She abandoned that avenue of approach, and came to a more personal one—came to it with a face of marble except for the live eyes.

“But for you I would have drowned,” she said, and shuddered.

“Maybe so; maybe not.”

“Yes. I couldn’t have got out alone,” she insisted. “Of course I can’t thank you. There’s no use trying. But I’ll never forget—never as long as I live.”

About her there was a proud, delicate beauty that charmed him. She was at once so slender and so vital. Her face was like a fine, exquisitely cut cameo.

“All right,” he agreed cheerfully. “Honours are easy then, Miss Trovillion. I lifted you out and you pulled me out.”

“Oh, you can say that! As if I did anything that counted.” The fount of her feelings had been touched, and she was still tremulous. It was impossible for her to dismiss this adventure as casually as he seemed ready to do.

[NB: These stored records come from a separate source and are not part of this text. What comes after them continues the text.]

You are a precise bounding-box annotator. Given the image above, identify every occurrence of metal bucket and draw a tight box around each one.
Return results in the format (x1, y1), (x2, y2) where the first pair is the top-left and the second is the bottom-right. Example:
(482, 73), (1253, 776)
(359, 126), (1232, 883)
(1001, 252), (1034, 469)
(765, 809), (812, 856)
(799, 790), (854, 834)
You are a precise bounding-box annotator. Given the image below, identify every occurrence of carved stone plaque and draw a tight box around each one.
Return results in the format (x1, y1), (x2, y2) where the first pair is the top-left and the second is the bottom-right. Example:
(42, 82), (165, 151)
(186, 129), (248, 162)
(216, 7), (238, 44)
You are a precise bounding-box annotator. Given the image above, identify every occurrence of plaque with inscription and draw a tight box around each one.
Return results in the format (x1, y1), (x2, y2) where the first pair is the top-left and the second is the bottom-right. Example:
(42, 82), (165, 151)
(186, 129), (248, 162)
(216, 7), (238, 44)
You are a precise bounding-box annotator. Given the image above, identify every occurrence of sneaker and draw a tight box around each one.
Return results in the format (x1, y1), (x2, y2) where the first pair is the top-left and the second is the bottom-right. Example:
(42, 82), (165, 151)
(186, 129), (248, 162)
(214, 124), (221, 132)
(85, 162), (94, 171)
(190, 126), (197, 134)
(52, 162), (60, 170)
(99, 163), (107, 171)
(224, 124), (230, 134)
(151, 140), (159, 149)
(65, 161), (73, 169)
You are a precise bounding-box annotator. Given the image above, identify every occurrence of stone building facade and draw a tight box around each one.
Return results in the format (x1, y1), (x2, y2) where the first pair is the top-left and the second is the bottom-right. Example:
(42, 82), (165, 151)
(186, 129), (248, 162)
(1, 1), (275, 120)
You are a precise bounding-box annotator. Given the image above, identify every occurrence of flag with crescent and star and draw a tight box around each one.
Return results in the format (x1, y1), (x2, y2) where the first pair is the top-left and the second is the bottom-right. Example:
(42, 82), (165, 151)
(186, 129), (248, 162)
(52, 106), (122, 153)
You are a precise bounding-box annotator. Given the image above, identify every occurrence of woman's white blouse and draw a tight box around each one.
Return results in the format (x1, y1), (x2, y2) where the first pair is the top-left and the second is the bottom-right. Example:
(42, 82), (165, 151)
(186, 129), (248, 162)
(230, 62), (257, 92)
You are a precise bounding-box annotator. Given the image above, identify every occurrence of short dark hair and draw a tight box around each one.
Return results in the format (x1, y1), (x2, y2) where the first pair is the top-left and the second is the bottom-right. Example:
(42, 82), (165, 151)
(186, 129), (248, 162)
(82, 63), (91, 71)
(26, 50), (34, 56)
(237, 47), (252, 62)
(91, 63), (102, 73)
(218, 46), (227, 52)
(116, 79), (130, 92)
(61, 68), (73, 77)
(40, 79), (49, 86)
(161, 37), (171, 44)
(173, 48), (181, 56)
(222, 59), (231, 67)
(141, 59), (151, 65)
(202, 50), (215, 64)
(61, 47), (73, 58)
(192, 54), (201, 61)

After all, it had been the most tremendous hazard of her young, well-sheltered life.

When he had made sure the trap was fit for the road, McCoy turned to his companion and helped her in. She drove slowly. The cattleman rode beside her. He was going out of his way, but he found for himself a sufficient excuse. She was a slim slip of a girl who had lived her nineteen or twenty years in cities far from the primitive dangers of the wild. Probably she was unstrung from her experience and might collapse. Anyhow, he was not going to take the chance of it.